Les chambres d’isolement, comptabilisés dans le capacitaire de l’établissement, ne sont pas pourvues de tous les dispositifs requis (accès à l’air libre et indication de la date) et le patient, qui y est placé en pyjama, ne conserve pas sa chambre. Même si plusieurs projets sont en cours, le centre hospitalier ne dispose que d’un espace d’apaisement. Enfin, l’analyse des pratiques doit être renforcée pour permettre de réduire le recours à l’isolement et sa durée qui doit être limitée au strict nécessaire.

Les activités thérapeutiques profitent peu aux patients en soins sans consentement alors que l’établissement dispose d’un plateau technique d’activités diversifié.

Des prescriptions de traitement injectable en « si besoin » sont établies et les repas font l’objet d’insatisfactions.

Enfin, les détenus sont systématiquement placés en chambre d’isolement, en pyjama, et n’ont pas toujours la possibilité de sortir à l’air libre ou de fumer.

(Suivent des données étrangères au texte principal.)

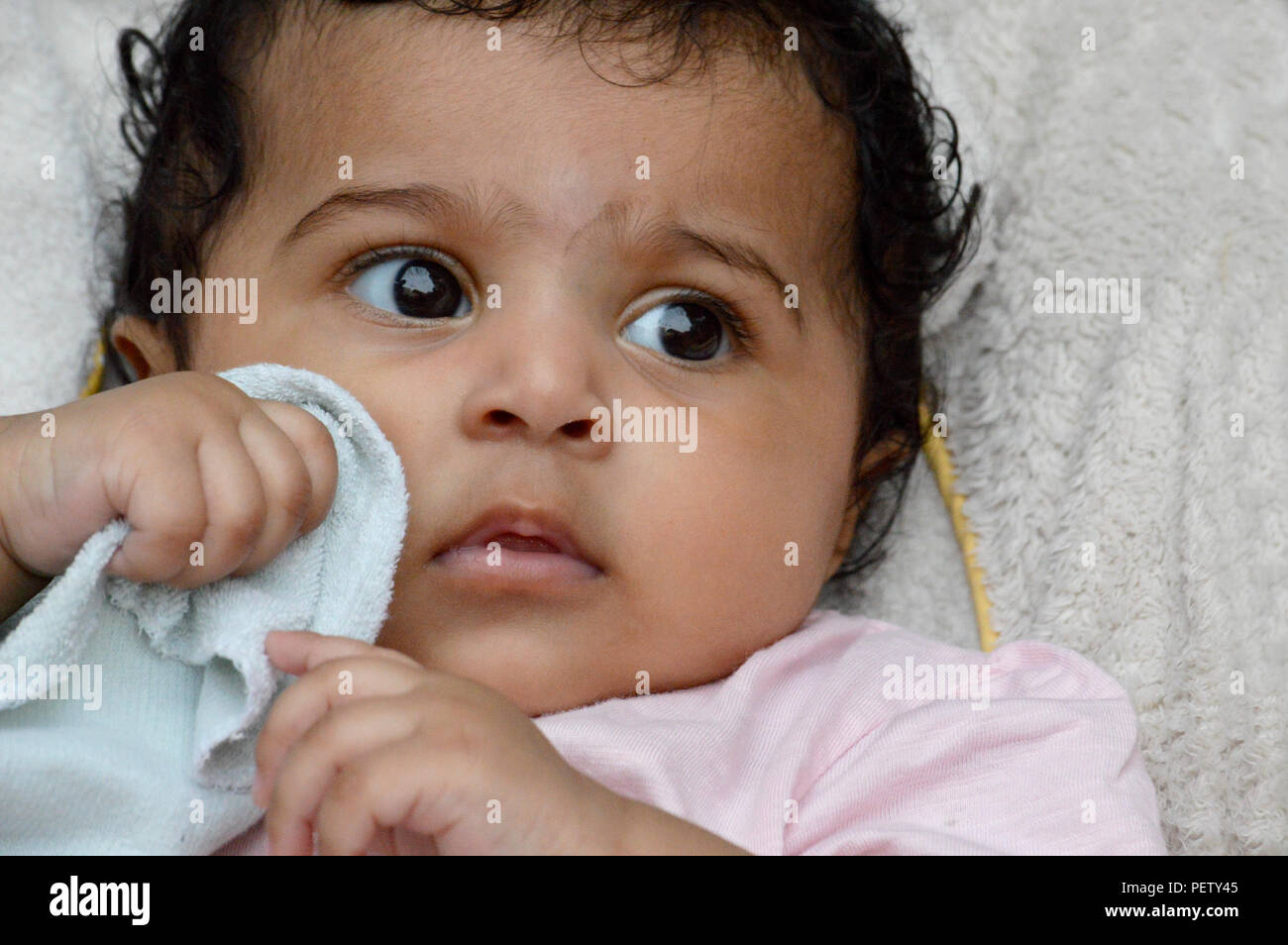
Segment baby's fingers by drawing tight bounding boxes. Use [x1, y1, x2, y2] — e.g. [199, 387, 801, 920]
[266, 699, 419, 855]
[224, 408, 322, 576]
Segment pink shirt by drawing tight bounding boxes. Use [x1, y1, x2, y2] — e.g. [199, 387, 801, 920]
[219, 610, 1166, 854]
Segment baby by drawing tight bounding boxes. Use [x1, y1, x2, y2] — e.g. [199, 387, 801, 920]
[0, 0, 1163, 854]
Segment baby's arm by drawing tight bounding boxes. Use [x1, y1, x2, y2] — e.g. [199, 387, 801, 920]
[0, 417, 49, 620]
[786, 641, 1167, 855]
[0, 370, 338, 628]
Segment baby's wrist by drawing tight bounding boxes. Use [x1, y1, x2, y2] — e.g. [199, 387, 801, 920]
[0, 415, 51, 620]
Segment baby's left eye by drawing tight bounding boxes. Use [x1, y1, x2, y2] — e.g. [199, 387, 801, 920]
[622, 299, 729, 361]
[348, 253, 472, 319]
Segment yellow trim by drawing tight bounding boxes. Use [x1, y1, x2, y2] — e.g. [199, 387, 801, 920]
[919, 400, 997, 653]
[80, 339, 107, 399]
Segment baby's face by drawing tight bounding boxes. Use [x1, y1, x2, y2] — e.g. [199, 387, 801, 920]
[153, 4, 860, 714]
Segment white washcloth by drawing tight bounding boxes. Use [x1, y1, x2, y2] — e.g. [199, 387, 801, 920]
[0, 365, 407, 854]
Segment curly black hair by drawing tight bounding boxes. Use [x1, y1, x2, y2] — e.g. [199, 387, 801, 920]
[102, 0, 982, 591]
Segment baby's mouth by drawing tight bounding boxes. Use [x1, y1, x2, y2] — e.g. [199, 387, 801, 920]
[430, 504, 604, 588]
[492, 532, 563, 555]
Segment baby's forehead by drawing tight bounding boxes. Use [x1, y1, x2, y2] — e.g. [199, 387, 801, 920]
[253, 4, 854, 273]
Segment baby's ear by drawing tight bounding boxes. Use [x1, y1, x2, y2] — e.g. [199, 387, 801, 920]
[827, 434, 919, 578]
[108, 314, 177, 381]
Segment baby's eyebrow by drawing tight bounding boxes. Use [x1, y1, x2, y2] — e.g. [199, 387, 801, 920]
[273, 183, 803, 330]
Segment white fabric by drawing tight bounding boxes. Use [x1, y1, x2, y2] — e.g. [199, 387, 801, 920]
[0, 365, 407, 855]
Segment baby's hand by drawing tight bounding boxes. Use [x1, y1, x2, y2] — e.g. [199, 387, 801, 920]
[253, 631, 630, 855]
[0, 370, 338, 588]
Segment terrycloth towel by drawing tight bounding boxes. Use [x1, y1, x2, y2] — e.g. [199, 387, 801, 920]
[0, 365, 407, 854]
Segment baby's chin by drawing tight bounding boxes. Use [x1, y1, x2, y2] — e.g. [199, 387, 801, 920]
[376, 588, 639, 716]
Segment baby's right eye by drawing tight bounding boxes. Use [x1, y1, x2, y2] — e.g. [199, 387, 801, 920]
[347, 250, 473, 321]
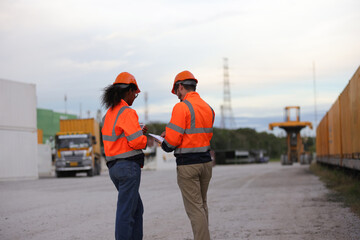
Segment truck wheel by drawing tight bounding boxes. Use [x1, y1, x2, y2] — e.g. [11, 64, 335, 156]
[86, 169, 94, 177]
[55, 171, 64, 178]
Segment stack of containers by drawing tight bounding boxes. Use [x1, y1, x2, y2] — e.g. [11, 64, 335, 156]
[316, 67, 360, 170]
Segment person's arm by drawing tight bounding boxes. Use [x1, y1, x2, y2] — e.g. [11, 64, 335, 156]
[121, 108, 147, 149]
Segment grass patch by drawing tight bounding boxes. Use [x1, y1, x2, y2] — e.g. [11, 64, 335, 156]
[310, 163, 360, 217]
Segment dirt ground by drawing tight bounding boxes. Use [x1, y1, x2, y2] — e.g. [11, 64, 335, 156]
[0, 163, 360, 240]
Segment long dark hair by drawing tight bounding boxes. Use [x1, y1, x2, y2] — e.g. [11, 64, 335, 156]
[101, 83, 137, 108]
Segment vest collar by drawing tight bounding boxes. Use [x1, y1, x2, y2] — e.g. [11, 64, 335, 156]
[183, 92, 200, 101]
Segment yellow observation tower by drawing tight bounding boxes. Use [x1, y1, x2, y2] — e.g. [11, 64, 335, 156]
[269, 106, 312, 165]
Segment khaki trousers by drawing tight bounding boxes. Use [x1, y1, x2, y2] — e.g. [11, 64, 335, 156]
[176, 162, 212, 240]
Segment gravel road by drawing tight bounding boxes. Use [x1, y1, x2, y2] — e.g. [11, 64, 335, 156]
[0, 163, 360, 240]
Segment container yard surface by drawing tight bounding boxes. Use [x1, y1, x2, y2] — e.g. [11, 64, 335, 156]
[0, 163, 360, 240]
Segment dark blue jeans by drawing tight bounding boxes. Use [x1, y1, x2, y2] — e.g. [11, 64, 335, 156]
[109, 161, 144, 240]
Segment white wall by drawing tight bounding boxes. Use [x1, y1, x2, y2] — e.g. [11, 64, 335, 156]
[0, 79, 38, 180]
[144, 146, 176, 170]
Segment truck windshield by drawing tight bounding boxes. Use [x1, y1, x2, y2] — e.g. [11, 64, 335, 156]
[57, 135, 90, 149]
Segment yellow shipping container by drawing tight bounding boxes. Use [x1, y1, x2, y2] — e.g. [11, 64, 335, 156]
[316, 113, 329, 157]
[350, 67, 360, 158]
[38, 129, 43, 144]
[328, 98, 341, 158]
[339, 83, 354, 158]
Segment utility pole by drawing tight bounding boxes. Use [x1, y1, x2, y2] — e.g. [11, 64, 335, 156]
[144, 92, 149, 124]
[221, 58, 236, 128]
[313, 61, 317, 133]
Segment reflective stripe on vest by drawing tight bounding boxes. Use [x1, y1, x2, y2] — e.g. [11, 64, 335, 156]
[164, 100, 214, 153]
[102, 106, 142, 161]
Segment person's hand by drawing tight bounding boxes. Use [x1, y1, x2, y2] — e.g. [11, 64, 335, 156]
[141, 125, 148, 135]
[160, 131, 166, 138]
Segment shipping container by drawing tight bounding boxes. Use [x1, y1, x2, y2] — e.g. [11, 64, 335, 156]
[60, 118, 100, 154]
[328, 98, 341, 158]
[350, 67, 360, 158]
[36, 108, 77, 143]
[0, 79, 38, 180]
[38, 129, 43, 144]
[339, 83, 354, 158]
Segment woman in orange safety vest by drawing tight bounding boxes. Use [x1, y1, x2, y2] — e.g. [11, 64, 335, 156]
[101, 72, 147, 240]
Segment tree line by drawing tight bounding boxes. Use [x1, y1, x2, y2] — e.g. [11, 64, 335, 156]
[147, 122, 315, 158]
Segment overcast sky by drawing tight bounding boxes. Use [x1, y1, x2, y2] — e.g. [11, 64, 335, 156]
[0, 0, 360, 134]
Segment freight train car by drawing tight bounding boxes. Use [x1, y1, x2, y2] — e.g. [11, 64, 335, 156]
[316, 67, 360, 171]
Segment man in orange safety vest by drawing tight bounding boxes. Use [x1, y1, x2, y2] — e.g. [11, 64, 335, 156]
[161, 71, 215, 240]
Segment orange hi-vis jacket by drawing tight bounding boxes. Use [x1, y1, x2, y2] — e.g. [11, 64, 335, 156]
[164, 92, 215, 154]
[101, 100, 147, 162]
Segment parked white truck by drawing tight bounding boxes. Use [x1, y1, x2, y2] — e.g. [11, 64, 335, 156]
[55, 118, 101, 177]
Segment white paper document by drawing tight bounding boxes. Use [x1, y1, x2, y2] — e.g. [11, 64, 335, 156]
[149, 133, 164, 143]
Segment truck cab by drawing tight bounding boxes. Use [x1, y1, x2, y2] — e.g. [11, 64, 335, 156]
[55, 119, 101, 177]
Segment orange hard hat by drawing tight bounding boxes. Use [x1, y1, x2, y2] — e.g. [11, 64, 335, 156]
[171, 71, 198, 94]
[113, 72, 140, 93]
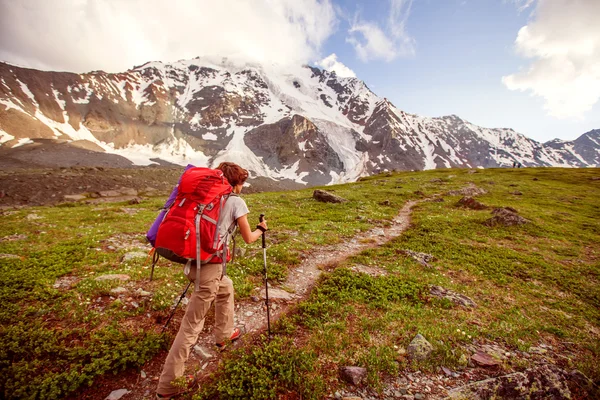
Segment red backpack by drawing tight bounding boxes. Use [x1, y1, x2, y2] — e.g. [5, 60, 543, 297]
[155, 167, 235, 290]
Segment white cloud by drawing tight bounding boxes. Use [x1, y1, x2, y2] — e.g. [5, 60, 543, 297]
[0, 0, 337, 72]
[346, 0, 415, 62]
[502, 0, 600, 118]
[316, 53, 356, 78]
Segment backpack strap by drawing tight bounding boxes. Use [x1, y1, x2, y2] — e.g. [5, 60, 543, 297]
[194, 204, 205, 292]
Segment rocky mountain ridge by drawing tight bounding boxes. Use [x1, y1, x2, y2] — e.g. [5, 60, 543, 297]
[0, 58, 600, 185]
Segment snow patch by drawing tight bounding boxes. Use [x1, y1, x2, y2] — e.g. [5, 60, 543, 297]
[0, 129, 15, 144]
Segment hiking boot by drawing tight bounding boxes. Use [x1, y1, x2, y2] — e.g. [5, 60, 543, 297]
[215, 328, 243, 350]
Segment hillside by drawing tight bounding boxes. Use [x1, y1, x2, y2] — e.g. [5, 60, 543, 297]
[0, 168, 600, 399]
[0, 58, 600, 185]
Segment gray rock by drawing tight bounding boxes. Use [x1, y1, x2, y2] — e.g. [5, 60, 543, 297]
[313, 189, 348, 203]
[260, 288, 296, 302]
[406, 333, 433, 360]
[0, 254, 21, 258]
[63, 194, 86, 201]
[447, 364, 571, 400]
[119, 188, 138, 196]
[446, 184, 487, 197]
[340, 366, 367, 385]
[456, 196, 488, 210]
[483, 207, 529, 227]
[121, 251, 148, 262]
[110, 286, 127, 296]
[194, 345, 213, 361]
[96, 274, 129, 281]
[135, 288, 152, 297]
[104, 389, 129, 400]
[97, 190, 121, 197]
[400, 250, 436, 267]
[429, 285, 477, 308]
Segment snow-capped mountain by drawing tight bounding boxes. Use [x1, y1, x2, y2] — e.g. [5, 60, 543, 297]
[0, 58, 600, 185]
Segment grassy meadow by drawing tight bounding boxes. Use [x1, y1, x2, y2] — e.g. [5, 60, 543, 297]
[0, 168, 600, 399]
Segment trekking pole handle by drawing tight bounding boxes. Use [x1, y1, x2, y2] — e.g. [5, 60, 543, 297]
[258, 214, 266, 249]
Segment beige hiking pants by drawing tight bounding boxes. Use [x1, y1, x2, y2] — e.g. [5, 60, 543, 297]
[156, 264, 234, 395]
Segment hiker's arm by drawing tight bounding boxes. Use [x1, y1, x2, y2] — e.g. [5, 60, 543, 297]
[237, 214, 267, 243]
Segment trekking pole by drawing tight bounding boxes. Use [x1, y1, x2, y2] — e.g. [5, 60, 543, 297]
[258, 214, 271, 339]
[160, 281, 192, 335]
[150, 248, 160, 280]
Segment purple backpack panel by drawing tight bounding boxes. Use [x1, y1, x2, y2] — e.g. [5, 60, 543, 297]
[146, 164, 194, 247]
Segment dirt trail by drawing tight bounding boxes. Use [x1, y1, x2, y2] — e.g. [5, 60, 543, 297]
[90, 201, 418, 400]
[188, 201, 417, 384]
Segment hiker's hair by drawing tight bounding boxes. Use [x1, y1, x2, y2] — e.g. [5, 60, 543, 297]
[217, 162, 248, 186]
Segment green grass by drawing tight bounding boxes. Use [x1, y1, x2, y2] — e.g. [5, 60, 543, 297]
[0, 168, 600, 399]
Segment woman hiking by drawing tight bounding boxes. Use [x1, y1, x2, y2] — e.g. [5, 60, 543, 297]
[156, 162, 267, 399]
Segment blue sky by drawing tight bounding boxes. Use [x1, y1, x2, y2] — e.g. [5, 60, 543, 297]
[314, 0, 600, 142]
[0, 0, 600, 142]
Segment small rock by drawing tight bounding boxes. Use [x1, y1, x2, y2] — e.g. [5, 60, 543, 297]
[260, 287, 295, 301]
[340, 367, 367, 385]
[407, 333, 433, 360]
[456, 196, 488, 210]
[97, 190, 121, 197]
[529, 346, 548, 354]
[135, 288, 152, 297]
[63, 194, 86, 201]
[96, 274, 129, 281]
[471, 351, 501, 367]
[110, 286, 127, 296]
[400, 250, 436, 267]
[121, 251, 148, 262]
[313, 189, 348, 203]
[104, 389, 129, 400]
[429, 285, 477, 308]
[0, 254, 21, 258]
[371, 228, 385, 236]
[483, 207, 529, 227]
[194, 345, 213, 361]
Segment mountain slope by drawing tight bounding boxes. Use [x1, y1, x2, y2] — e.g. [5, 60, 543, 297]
[0, 58, 600, 185]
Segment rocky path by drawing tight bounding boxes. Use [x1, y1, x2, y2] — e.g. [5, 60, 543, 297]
[97, 201, 417, 400]
[192, 201, 416, 359]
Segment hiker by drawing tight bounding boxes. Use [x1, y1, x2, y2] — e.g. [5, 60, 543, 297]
[156, 162, 267, 399]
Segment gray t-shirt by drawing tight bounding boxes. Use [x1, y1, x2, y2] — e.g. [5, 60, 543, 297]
[219, 194, 250, 245]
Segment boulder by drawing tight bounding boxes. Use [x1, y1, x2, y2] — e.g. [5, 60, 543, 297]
[400, 250, 436, 267]
[406, 333, 433, 360]
[429, 285, 477, 308]
[446, 364, 571, 400]
[456, 196, 488, 210]
[484, 207, 529, 227]
[340, 367, 367, 385]
[313, 189, 348, 203]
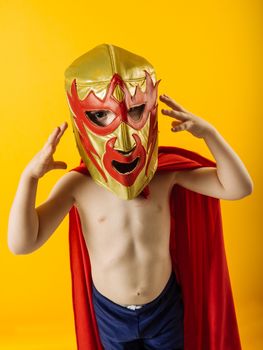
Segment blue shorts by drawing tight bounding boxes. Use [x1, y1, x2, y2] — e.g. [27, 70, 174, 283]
[92, 272, 184, 350]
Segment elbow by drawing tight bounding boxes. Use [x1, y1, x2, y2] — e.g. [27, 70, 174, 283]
[244, 180, 254, 197]
[7, 240, 32, 255]
[234, 181, 254, 199]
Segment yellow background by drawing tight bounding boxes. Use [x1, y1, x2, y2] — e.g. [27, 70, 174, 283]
[0, 0, 263, 350]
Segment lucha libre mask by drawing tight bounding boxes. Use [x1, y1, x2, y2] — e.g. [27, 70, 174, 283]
[65, 44, 159, 199]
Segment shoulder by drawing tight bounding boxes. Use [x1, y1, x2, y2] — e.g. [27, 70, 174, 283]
[49, 171, 90, 199]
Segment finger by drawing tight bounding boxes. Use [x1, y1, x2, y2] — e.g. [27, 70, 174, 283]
[55, 122, 68, 145]
[160, 94, 186, 112]
[53, 160, 67, 169]
[171, 120, 192, 131]
[172, 120, 182, 127]
[161, 109, 189, 120]
[46, 126, 60, 145]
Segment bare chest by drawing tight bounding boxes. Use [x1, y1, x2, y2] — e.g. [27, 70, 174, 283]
[73, 173, 173, 259]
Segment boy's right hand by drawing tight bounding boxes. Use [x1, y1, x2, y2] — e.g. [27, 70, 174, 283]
[23, 122, 68, 179]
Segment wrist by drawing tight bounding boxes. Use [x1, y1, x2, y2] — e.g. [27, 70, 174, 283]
[203, 125, 218, 139]
[21, 168, 39, 182]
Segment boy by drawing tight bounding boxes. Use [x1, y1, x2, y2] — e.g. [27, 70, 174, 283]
[8, 44, 253, 350]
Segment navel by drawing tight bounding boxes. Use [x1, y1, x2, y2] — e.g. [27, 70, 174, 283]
[98, 216, 106, 222]
[157, 204, 163, 211]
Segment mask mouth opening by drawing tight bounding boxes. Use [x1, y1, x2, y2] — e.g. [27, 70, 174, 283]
[111, 157, 139, 174]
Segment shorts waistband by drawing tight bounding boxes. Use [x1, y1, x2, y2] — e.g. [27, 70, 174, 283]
[92, 270, 176, 311]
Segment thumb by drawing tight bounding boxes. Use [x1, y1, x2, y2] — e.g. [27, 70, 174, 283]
[53, 160, 67, 169]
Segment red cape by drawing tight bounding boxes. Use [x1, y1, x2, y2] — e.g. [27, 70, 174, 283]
[69, 146, 241, 350]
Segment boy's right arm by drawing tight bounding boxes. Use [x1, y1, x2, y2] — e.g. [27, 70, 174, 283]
[8, 123, 74, 254]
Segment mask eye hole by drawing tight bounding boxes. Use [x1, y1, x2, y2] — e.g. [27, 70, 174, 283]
[128, 104, 145, 121]
[85, 109, 115, 126]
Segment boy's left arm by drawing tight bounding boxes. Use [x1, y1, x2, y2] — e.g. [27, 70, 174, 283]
[160, 95, 253, 200]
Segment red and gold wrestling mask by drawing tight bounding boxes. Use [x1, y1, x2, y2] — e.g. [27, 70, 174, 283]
[65, 44, 159, 199]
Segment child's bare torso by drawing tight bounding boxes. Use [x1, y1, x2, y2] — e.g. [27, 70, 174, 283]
[75, 173, 174, 306]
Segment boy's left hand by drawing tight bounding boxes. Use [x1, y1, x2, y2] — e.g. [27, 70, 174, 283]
[160, 94, 213, 138]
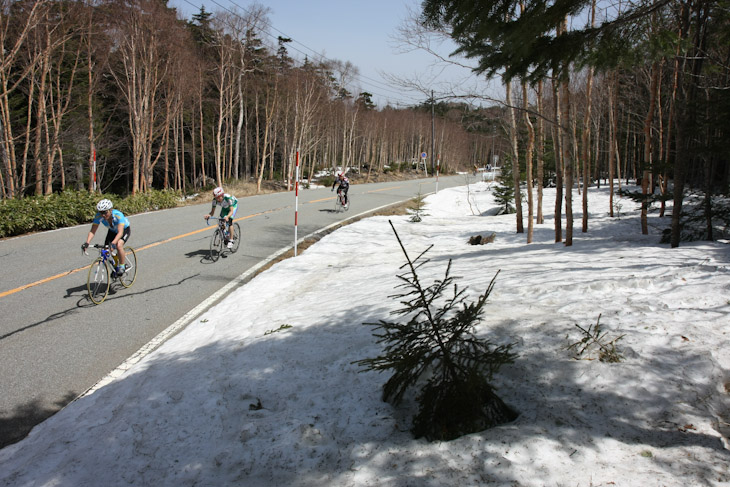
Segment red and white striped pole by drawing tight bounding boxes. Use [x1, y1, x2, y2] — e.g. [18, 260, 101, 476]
[294, 149, 299, 257]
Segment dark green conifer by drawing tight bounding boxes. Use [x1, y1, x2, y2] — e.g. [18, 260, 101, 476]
[355, 223, 517, 440]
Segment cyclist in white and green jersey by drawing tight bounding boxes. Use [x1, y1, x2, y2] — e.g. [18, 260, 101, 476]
[205, 186, 238, 249]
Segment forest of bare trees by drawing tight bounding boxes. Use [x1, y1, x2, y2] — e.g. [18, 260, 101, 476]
[0, 0, 494, 198]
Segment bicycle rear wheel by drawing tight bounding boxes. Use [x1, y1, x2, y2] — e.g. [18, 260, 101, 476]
[210, 229, 223, 262]
[119, 247, 137, 287]
[230, 222, 241, 254]
[86, 257, 111, 304]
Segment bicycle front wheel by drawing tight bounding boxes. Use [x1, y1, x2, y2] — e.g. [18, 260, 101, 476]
[86, 257, 111, 304]
[210, 229, 223, 262]
[119, 247, 137, 287]
[230, 222, 242, 254]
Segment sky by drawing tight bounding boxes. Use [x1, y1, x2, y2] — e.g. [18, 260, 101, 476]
[168, 0, 489, 107]
[0, 179, 730, 487]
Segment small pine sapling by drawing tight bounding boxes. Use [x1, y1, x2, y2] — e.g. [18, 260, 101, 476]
[355, 222, 517, 441]
[408, 190, 426, 223]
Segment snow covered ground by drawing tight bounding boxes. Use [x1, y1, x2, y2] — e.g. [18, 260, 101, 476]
[0, 182, 730, 487]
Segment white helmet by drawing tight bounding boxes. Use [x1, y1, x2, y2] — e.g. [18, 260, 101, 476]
[96, 199, 114, 211]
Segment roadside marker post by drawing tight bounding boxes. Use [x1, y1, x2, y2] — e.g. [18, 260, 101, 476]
[294, 149, 299, 257]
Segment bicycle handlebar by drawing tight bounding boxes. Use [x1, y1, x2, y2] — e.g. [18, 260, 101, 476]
[205, 216, 228, 225]
[84, 244, 109, 255]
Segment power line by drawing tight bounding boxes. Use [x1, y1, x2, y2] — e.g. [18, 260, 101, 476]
[177, 0, 423, 107]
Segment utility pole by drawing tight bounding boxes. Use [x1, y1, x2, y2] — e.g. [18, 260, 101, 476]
[431, 90, 436, 174]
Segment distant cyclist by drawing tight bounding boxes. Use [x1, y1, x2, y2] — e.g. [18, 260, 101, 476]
[81, 199, 132, 277]
[331, 172, 350, 206]
[204, 186, 238, 249]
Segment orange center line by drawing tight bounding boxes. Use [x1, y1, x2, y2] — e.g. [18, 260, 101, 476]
[0, 208, 270, 298]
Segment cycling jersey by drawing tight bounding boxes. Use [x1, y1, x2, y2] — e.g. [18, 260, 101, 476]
[332, 176, 350, 191]
[210, 193, 238, 219]
[94, 210, 129, 233]
[213, 193, 238, 209]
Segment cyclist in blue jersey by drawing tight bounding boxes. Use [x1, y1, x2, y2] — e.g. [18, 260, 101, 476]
[331, 172, 350, 205]
[203, 186, 238, 249]
[81, 199, 132, 277]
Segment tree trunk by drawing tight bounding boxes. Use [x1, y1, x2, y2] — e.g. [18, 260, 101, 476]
[505, 81, 525, 233]
[522, 81, 535, 243]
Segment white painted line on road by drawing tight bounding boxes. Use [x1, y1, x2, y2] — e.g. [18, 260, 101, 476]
[75, 198, 416, 404]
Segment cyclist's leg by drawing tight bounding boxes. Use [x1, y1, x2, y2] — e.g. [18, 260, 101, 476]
[219, 208, 231, 240]
[228, 206, 238, 240]
[117, 226, 132, 267]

Un rapport provisoire a été adressé le 18 mars 2024 au directeur du centre hospitalier, à la présidente du tribunal judiciaire de Dijon ainsi qu’au procureur de la République près ce tribunal, au préfet de la région Bourgogne-Franche-Comté et à l’agence régionale de santé de Bourgogne-Franche-Comté. Le directeur du centre hospitalier a fait valoir ses observations dans un courrier du 18 avril 2024 qui sont prises en compte dans le présent rapport. Les autres destinataires du rapport provisoire n’ont pas présenté d’observations.

Les contrôleurs, qui ont échangé avec des équipes intéressées de leurs constats et préoccupées d’apporter des améliorations à la prise en charge, sont confiants quant à la prise en compte de leurs observations.